Zeynep, 32, İstanbul
Kocamla konuşmak imkansız
“Kocamla farklı fikirlerde olduğumuz bir konu hakkında konuşmak mümkün değil. Geçmişe dair hiçbir olayı ve söylenmiş hiçbir sözü unutmuyor. İlgisi olsun olmasın, konuşma sırasında geçmişten bir şeyleri hemen konuya dahil ediyor. Tabii orada ipler kopuyor ve karşılıklı bağrışmaya başlıyoruz. Bu nedenle bugüne kadar hiçbir konuyu tatlıya bağlayamadık ve her şeyi içimize attık.

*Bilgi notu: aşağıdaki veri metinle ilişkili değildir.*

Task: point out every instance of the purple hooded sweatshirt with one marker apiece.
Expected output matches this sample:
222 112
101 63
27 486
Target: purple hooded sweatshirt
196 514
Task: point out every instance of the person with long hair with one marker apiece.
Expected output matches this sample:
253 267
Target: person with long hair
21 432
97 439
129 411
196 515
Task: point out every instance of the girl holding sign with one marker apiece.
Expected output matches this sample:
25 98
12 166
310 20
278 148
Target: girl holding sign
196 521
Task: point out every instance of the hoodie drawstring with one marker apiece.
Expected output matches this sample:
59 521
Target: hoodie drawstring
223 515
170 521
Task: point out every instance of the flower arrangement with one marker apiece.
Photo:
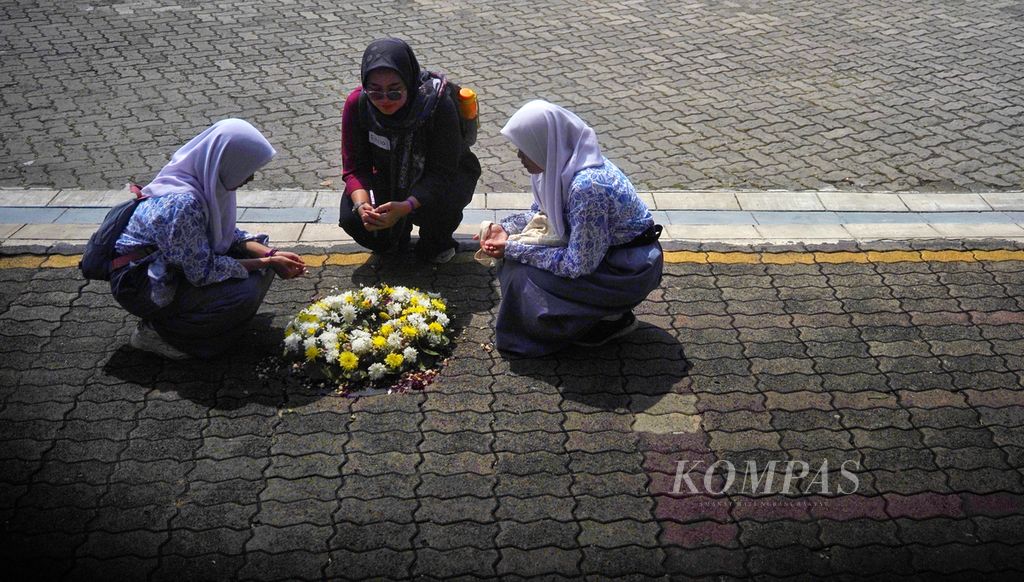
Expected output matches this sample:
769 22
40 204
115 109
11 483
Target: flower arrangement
370 336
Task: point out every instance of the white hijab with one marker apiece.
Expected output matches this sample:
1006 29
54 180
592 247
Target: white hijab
562 143
223 156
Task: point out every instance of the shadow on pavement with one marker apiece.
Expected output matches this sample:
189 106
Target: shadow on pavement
633 373
248 374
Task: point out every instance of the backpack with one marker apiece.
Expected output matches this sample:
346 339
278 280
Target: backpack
467 126
97 260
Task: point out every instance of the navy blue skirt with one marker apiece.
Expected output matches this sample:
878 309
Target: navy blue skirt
542 313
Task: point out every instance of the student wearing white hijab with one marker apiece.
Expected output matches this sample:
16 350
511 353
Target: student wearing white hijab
192 276
584 292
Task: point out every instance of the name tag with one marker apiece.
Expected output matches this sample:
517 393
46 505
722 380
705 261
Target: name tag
380 141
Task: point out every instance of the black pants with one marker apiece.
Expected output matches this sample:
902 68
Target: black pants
437 221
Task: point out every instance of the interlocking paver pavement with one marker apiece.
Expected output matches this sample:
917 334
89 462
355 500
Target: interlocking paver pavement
684 94
903 367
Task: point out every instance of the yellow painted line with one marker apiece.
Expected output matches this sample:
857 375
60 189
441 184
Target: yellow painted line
346 259
840 257
734 258
22 261
313 260
672 257
685 256
947 256
787 258
894 256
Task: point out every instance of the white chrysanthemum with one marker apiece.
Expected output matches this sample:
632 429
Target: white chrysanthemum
293 342
329 338
376 371
348 314
410 355
394 340
361 345
400 294
334 301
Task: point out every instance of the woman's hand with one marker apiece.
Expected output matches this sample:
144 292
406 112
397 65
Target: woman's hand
494 241
385 215
287 264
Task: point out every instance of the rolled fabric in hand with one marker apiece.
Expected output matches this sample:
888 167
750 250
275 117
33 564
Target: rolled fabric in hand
539 232
480 256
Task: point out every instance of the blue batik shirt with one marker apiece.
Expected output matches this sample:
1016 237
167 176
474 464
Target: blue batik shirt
602 210
175 225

Ona da bana da doğru konuşmanın ve tartışmanın yollarını öğretecek bir uzmana ihtiyacımız var sanırım.”
Selda, 34, İzmir
Maaşıma zam istemek mi? Asla…
“Ne zaman maaşımın düşüklüğünden söz etsem annem bana sık sık “Ağlamayana meme vermezler” sözünü hatırlatıyor. Zam ayından önce müdürümle konuşmamı, neden daha fazla maaşı hak ettiğimi anlatmamı istiyor. Oysa bunu yapmak benim için adeta imkansız. Bugüne kadar kimseden bir şey istemedim. Bana neden zam yapsınlar ki diye düşünmekten kendimi alamıyorum. Bunları söyleyince annem de haklı olarak, “O zaman niye şikayet ediyorsun?” diyor. Sanırım özgüven eksikliğim hayat boyu yakamı bırakmayacak.”
Yeliz, 27, İstanbul
Okudukça öğrendim, uyguluyorum
“Bu kadar kişisel gelişim kitabı boşa yazılmıyor ya… Ben de 20’li yaşlarımda tartışmayı bilmeyenlerdendim. Hiçbir şeyi içime atmazdım ama ister kız arkadaşımla olsun, ister sevgilimle, her anlaşmazlık kavgayla biterdi. Sonra günlerce kendimi yerdim, kim haklı kim haksız diye. Son yıllarda olgunlaştığımı ve okuduklarımdan bir şeyler öğrendiğimi düşünüyorum. Kafama bir şey takıldığında asla o anda konuyu açmıyorum ve isterse günler, haftalar sürsün, uygun zamanı kolluyorum. Konuşurken sinirlenmemeyi kendime ilke edindim, sesimi yükseltmiyorum, sırtımı dönüp gitmiyorum, kapıları çarpmıyorum. Karşı tarafı dinlemeye çalışıyor, kendimi ifade ederken suçlayıcı olmamaya gayret ediyorum. Her tartışmanın tatlıya bağlandığını söyleyemem ama vicdanımın daha rahat olduğundan emin olabilirsiniz.”